Aiken expects housing prices to fall around 5 percent. He says home prices in Canada have increased 180 percent since 1990 and more than 250 percent in British Columbia and the hot Vancouver market.
"We believe that the market views the price appreciation to be much higher than what the actual figures imply," he says.
A report released today by Statistics Canada shows two thirds of households had outstanding debt. With the Bank of Montreal offering a 5-year mortgage at 2.99 percent, Aiken says BMO -- and other banks attempting to match that low rate with similar deals -- could be putting themselves at risk.
"We believe that time remains for the situation to ease before it becomes critical, with the Fed (and, presumably the Bank of Canada) on the sidelines for some time. The pricing war that has developed heading into the spring does not increase credit risk from our standpoint but could irrevocably impair long term profitability if it is sustained," he said.
"Household de-leveraging will occur in Canada.

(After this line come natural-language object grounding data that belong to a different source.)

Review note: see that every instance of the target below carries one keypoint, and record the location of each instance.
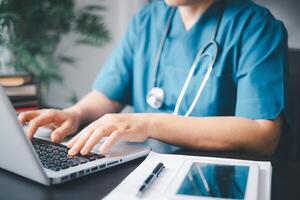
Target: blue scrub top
(247, 79)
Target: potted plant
(36, 28)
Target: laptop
(46, 162)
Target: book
(24, 90)
(15, 79)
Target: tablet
(214, 180)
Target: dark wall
(289, 146)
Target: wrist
(152, 124)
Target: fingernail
(102, 150)
(55, 138)
(83, 151)
(72, 152)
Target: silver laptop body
(17, 154)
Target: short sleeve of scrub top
(247, 79)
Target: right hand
(63, 122)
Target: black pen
(154, 174)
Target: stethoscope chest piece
(155, 97)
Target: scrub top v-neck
(247, 79)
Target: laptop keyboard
(55, 156)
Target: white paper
(128, 188)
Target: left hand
(128, 127)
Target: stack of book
(21, 90)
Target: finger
(111, 140)
(25, 117)
(98, 134)
(38, 122)
(79, 143)
(73, 140)
(61, 132)
(90, 127)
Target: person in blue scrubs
(241, 106)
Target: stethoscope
(156, 95)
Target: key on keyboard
(55, 156)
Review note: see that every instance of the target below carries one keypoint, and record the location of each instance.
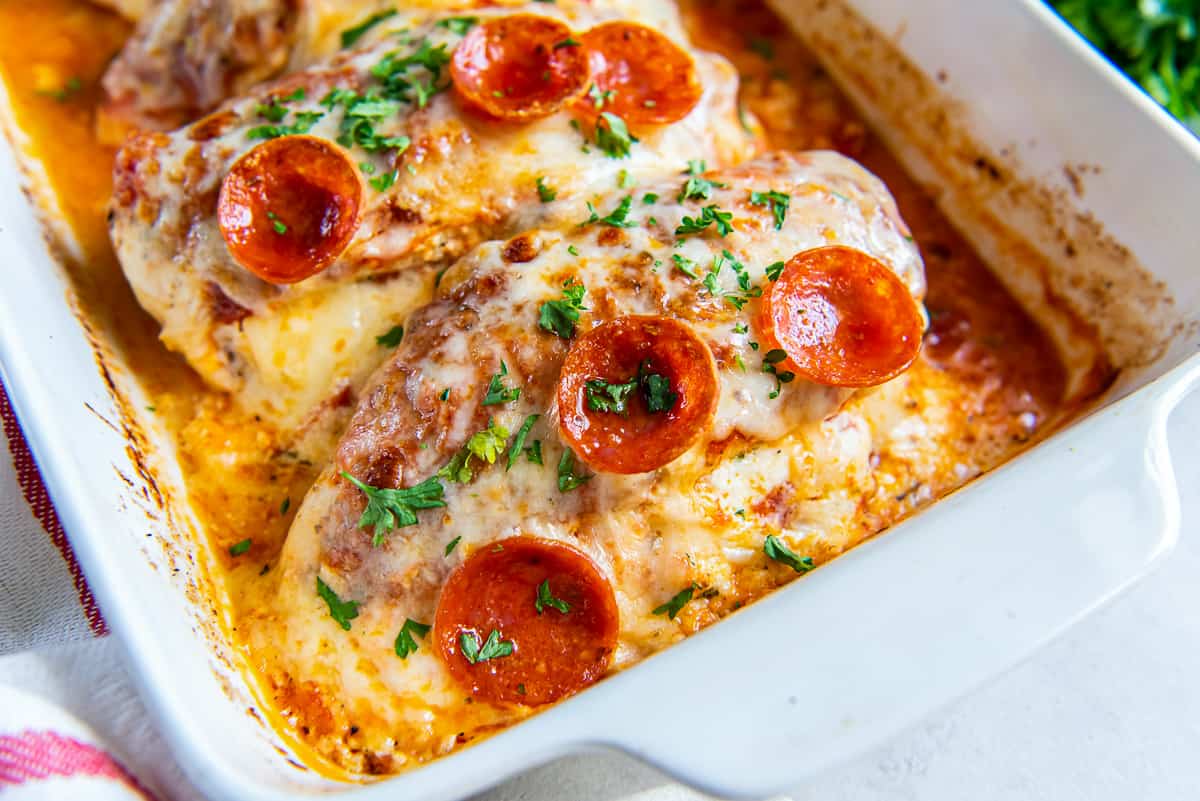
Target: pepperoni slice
(289, 208)
(639, 74)
(519, 67)
(635, 392)
(553, 614)
(843, 318)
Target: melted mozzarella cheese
(792, 465)
(462, 180)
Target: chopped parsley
(777, 202)
(459, 25)
(489, 443)
(615, 218)
(391, 509)
(600, 97)
(274, 110)
(559, 315)
(342, 612)
(385, 181)
(775, 549)
(672, 607)
(749, 290)
(303, 122)
(492, 648)
(485, 445)
(352, 35)
(498, 393)
(655, 389)
(613, 137)
(546, 598)
(391, 338)
(519, 446)
(769, 362)
(361, 114)
(708, 216)
(545, 192)
(696, 187)
(603, 396)
(568, 479)
(406, 643)
(685, 265)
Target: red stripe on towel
(35, 756)
(31, 487)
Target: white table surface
(1108, 712)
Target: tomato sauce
(982, 348)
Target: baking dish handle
(865, 646)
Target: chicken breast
(186, 56)
(468, 413)
(435, 178)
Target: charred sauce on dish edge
(52, 55)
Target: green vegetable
(517, 446)
(385, 181)
(655, 389)
(672, 607)
(559, 315)
(777, 202)
(491, 649)
(490, 443)
(615, 218)
(568, 479)
(708, 216)
(342, 612)
(769, 362)
(485, 445)
(497, 392)
(352, 35)
(303, 122)
(696, 187)
(775, 548)
(613, 137)
(545, 192)
(405, 642)
(545, 598)
(459, 25)
(391, 509)
(1155, 41)
(391, 338)
(604, 396)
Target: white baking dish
(815, 673)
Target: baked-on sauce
(985, 355)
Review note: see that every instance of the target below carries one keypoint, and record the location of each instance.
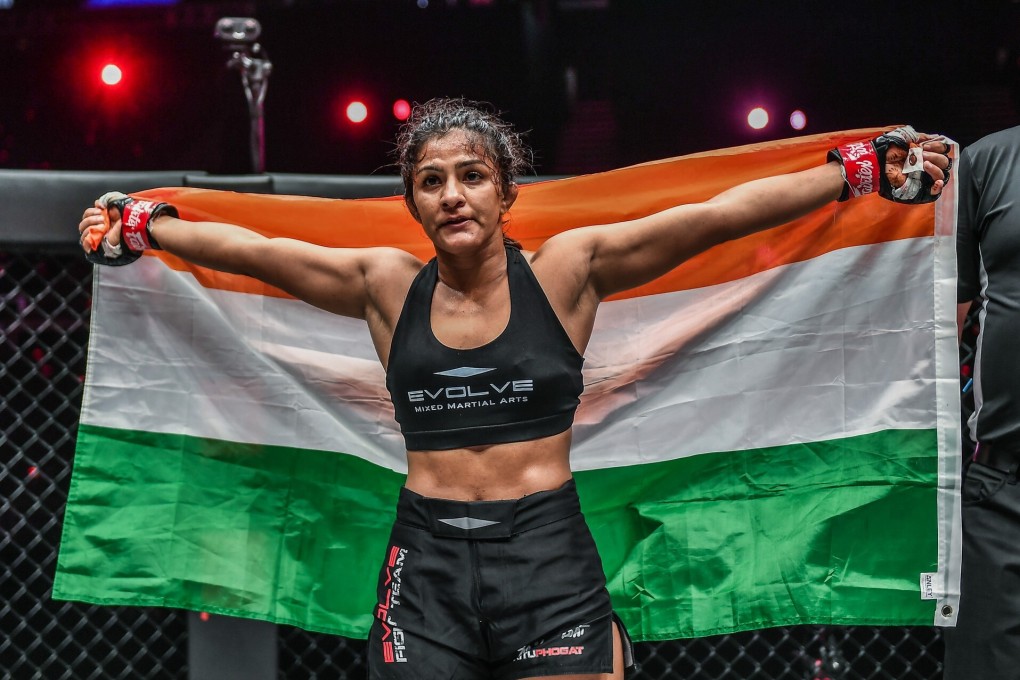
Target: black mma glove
(864, 167)
(136, 237)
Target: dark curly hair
(504, 147)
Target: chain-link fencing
(44, 328)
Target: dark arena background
(596, 84)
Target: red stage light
(111, 74)
(401, 109)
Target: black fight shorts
(503, 589)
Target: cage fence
(45, 300)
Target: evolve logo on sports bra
(467, 395)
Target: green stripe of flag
(807, 533)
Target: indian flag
(768, 434)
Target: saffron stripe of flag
(768, 434)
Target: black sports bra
(524, 384)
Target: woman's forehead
(455, 144)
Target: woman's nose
(452, 194)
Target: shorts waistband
(487, 519)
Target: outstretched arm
(629, 254)
(338, 279)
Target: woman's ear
(508, 198)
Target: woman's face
(457, 195)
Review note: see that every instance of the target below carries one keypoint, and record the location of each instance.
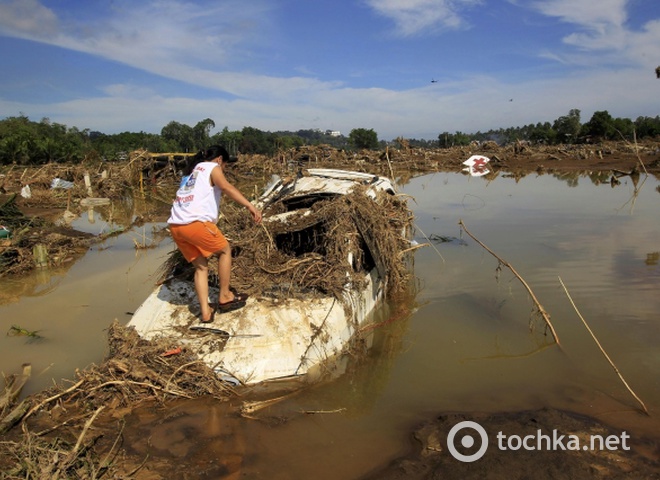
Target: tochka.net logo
(555, 441)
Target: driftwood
(541, 310)
(603, 350)
(13, 389)
(14, 386)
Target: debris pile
(308, 253)
(56, 440)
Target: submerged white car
(275, 338)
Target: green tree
(363, 138)
(202, 132)
(600, 125)
(568, 127)
(179, 135)
(228, 139)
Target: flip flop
(210, 320)
(241, 296)
(230, 306)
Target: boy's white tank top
(196, 199)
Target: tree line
(24, 142)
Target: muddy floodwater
(466, 340)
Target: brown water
(466, 346)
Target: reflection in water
(466, 346)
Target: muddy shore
(428, 455)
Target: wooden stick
(603, 350)
(50, 399)
(544, 314)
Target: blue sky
(124, 65)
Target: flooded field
(464, 345)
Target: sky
(404, 68)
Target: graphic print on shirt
(184, 195)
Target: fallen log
(13, 388)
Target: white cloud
(412, 17)
(27, 19)
(186, 41)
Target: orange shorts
(198, 238)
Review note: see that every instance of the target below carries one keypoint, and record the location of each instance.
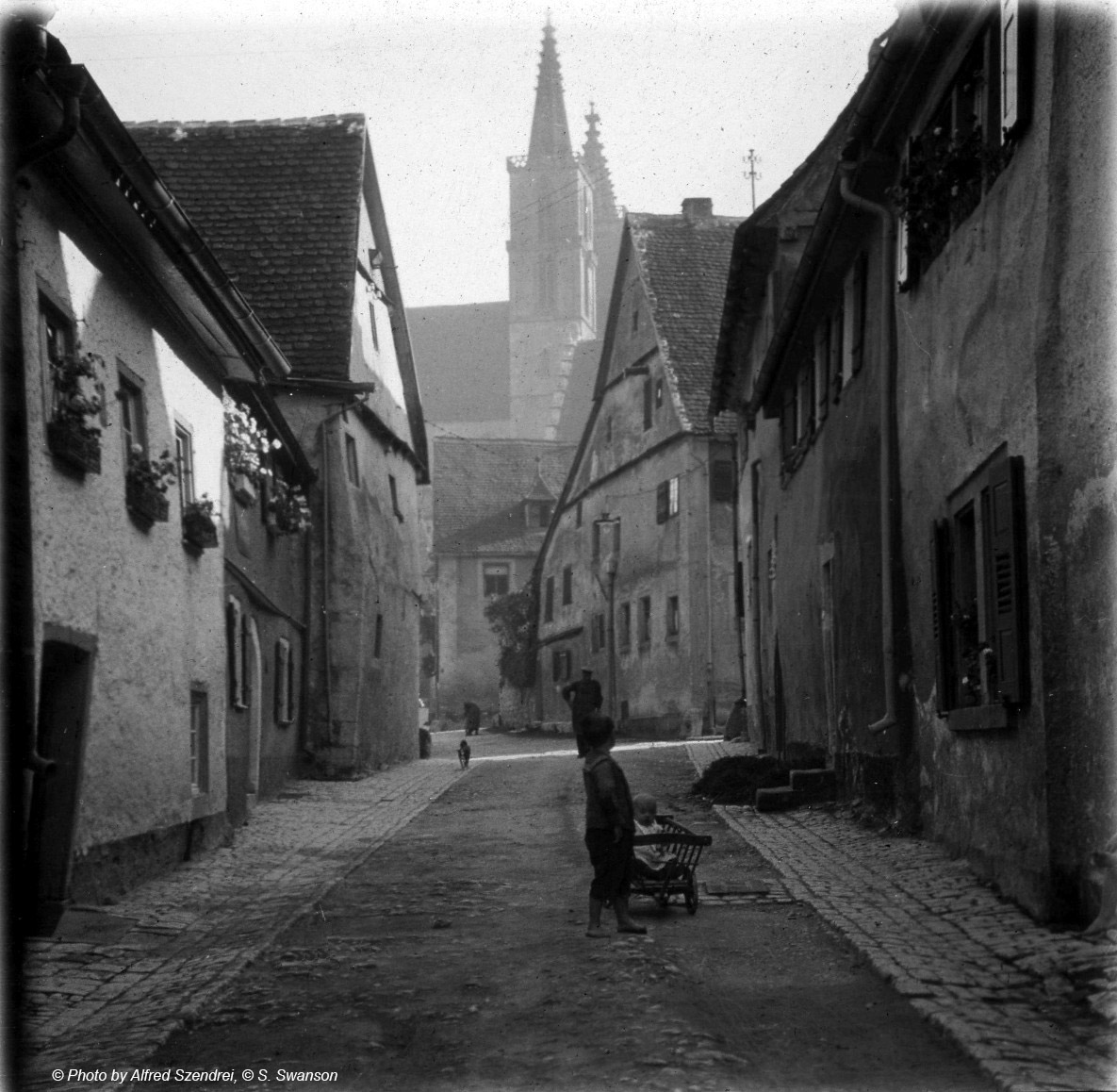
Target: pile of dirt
(736, 778)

However, it is more likely to occur over several years, not several quarters as occurred in the U.S. out of necessity."
Aiken says that while the Canadian housing market will avoid a crash, a slowdown in new mortgages will have an impact on the country's banks. Exposure to housing markets as a percentage of total loans sits between 30 and 45 percent for the country's largest banks.
National Bank, CIBC and TD are the most exposed of the Big 6.
"Regardless of whether Canadian housing faces the prospect of a bursting bubble or simply much slower growth over the coming years, the banks with the greatest relative exposure bear higher risks in both cases," Aiken says.